- Plans to fly 13% of passenger capacity before pandemic
- Had hoped to increase capacity to 30% of pre-COVID levels
- Passenger numbers were 95.3% below 2019 levels in August
Sept. 20 (Reuters) – Hong Kong’s Cathay Pacific Airways Ltd (0293.HK) said on Monday it had lowered its passenger capacity forecast for the rest of the year to 13 percent of pre-COVID levels, from a previous target of 30% for the fourth quarter as travel restrictions persist.
The airline said it continued to aim for cash consumption of less than HK $ 1 billion ($ 130 million) per month for the remainder of the year. Read more
Hong Kong lacks a domestic aviation market and has some of the world’s toughest pandemic-related travel restrictions.
The city is demanding that fully vaccinated travelers from destinations considered “high risk,” including the United States and Britain, spend three weeks in hotel quarantine.

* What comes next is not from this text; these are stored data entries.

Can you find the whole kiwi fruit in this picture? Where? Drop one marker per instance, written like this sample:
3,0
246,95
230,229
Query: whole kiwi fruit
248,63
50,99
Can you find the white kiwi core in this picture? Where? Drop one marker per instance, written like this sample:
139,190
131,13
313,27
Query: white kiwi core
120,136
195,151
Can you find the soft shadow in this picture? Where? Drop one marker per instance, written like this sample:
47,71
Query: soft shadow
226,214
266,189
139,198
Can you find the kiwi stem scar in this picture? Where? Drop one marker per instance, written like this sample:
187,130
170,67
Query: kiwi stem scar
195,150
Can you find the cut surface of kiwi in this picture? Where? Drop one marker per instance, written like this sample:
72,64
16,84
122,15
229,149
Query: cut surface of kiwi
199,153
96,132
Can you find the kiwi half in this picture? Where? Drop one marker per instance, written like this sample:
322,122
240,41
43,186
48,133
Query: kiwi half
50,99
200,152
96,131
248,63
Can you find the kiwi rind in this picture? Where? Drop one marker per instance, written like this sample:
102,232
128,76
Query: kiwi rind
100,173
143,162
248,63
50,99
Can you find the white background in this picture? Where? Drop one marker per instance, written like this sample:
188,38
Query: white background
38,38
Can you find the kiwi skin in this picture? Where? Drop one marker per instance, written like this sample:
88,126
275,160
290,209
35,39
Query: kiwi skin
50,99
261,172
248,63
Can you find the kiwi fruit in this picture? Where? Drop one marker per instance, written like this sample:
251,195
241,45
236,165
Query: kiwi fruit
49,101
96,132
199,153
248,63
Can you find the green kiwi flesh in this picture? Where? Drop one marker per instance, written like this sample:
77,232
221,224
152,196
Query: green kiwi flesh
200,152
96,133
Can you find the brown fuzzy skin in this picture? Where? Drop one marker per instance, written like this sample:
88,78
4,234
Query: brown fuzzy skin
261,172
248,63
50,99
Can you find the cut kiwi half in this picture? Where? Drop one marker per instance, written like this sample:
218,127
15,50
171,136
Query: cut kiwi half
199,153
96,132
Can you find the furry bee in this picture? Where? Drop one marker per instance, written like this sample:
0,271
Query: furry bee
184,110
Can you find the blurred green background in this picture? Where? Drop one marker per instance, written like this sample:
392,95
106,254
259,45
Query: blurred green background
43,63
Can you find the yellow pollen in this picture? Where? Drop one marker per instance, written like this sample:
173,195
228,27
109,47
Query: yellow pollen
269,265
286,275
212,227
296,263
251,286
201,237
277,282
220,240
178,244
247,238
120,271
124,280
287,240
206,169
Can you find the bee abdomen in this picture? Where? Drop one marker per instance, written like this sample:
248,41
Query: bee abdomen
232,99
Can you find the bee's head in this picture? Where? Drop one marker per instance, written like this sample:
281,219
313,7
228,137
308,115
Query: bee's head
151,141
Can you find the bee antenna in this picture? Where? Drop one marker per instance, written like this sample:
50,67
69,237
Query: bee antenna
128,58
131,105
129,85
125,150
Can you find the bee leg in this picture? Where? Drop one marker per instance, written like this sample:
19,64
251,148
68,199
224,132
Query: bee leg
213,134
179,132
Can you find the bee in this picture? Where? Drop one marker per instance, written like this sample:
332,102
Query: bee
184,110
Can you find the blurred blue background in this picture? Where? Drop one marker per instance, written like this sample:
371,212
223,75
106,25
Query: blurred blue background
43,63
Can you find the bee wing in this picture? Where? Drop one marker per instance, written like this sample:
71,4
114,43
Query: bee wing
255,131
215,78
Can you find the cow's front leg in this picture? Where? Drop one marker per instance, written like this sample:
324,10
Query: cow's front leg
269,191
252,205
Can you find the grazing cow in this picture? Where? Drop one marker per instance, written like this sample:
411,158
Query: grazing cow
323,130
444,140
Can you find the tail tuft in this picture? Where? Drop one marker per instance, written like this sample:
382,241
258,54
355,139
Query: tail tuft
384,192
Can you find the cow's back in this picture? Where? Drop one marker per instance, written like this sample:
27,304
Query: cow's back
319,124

Cathay said last month that its goal of reaching 30% of passenger capacity before COVID in the fourth quarter was dependent on relaxing quarantine rules for passengers and crew. Read more
The number of passengers in August was better than in previous months due to high student traffic from China to the United States and Great Britain, but was 95.3% lower in the same month in 2019, a indicated the airline.
Cathay said the freight market strengthened in August, with freight demand reaching peak season levels.
Air freight accounted for 80% of the airline’s revenue in the first half of the year due to the impact of the pandemic on passenger demand.